Заметив эту радость и потребность в себе, Софи, со свойственной ей уверенностью в своей правоте, тут же принялась перекраивать жизнь Водовозовых на рациональный, как ей казалось, лад.
– Нечего от мира ждать милости, – объяснила она краснеющей от смущения Дуне. – Никто не придет и не облагодетельствует. Надо самой строить свою судьбу…
– Но не все же могут как вы, Софья Павловна, – робко попыталась возразить Дуня. – Не всех Бог талантом наградил…
– Полная чушь! К тому же я для тебя – Софи, а не Софья Павловна, и мы с тобой на «ты» договорились. Талантов у любого довольно, желание надо иметь, остальное приложится…
– Откуда ж тогда несчастных столько? – резонно заметила Дуня. – Небось, желание-то у каждого счастливым быть…
– Желание только тогда становится движущей силой, когда человек не просто хочет, но и осмеливается на то, что составляет предмет его вожделения. Ты поняла?
– Нет, – Дуня отрицательно помотала головой. – Как это?
– Ну вот гляди. Все юные девицы хотят большой, неземной любви. Длиною и ценою сравнимой с жизнью. Так?
– Да, разумеется, так, – подумав, Дуня энергично кивнула.
– Ну так за все же надо платить. И цены, если себя не обманывать, всем нормальным людям известны. Ты у Шекспира «Ромео и Юлию» читала? Вот, это оно. Длиною и ценою… А потом про такое песни поют, сказки рассказывают. Ну и скажи мне теперь: многие ли на такое всерьез отважатся? Не лучше ли в живых остаться и весь век в именьишке варенье варить, детишек нянчить, да с мужниной лысины мух отгонять? А? Теперь поняла?
– Да, – серьезно согласилась Дуня. – Теперь поняла. Исполняются те желания, на которые осмеливаются. Пусть так. Но вы мне теперь, Софи, вот что скажите: как же узнать – на что мне нынче осмелиться надо? Я не знаю.

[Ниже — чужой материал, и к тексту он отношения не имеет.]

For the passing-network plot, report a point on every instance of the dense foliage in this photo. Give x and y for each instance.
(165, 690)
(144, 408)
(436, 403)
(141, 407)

– Погоди, подумать надо, – Софи накрутила на палец локон, потом деловито потерла узкие ладони. – Пошли чаю попьем. А я пока обмозгую все и тебе скажу…
Никаких сомнений в том, может ли она решать и на свой лад кроить судьбу еще недавно совершенно незнакомой ей девушки, Софи не испытывала. Ни тогда, ни после.
Дуня же относилась к своему Пигмалиону с полным доверием. Тому было несколько причин: деньги, которые Софи вернула наследникам, не побуждаемая к этому ничем, кроме данного когда-то обещания; готовность Софи самостоятельно, без малейшей поддержки строить собственную жизнь. К тому же Поликарп Николаевич, бывший для обеих Водовозовых непререкаемым авторитетом, при жизни несколько раз с восхищением отзывался о решительности и жизненной силе Софи Домогатской. Всего этого для робкой и совершенно не знающей мира Дуни было более чем достаточно.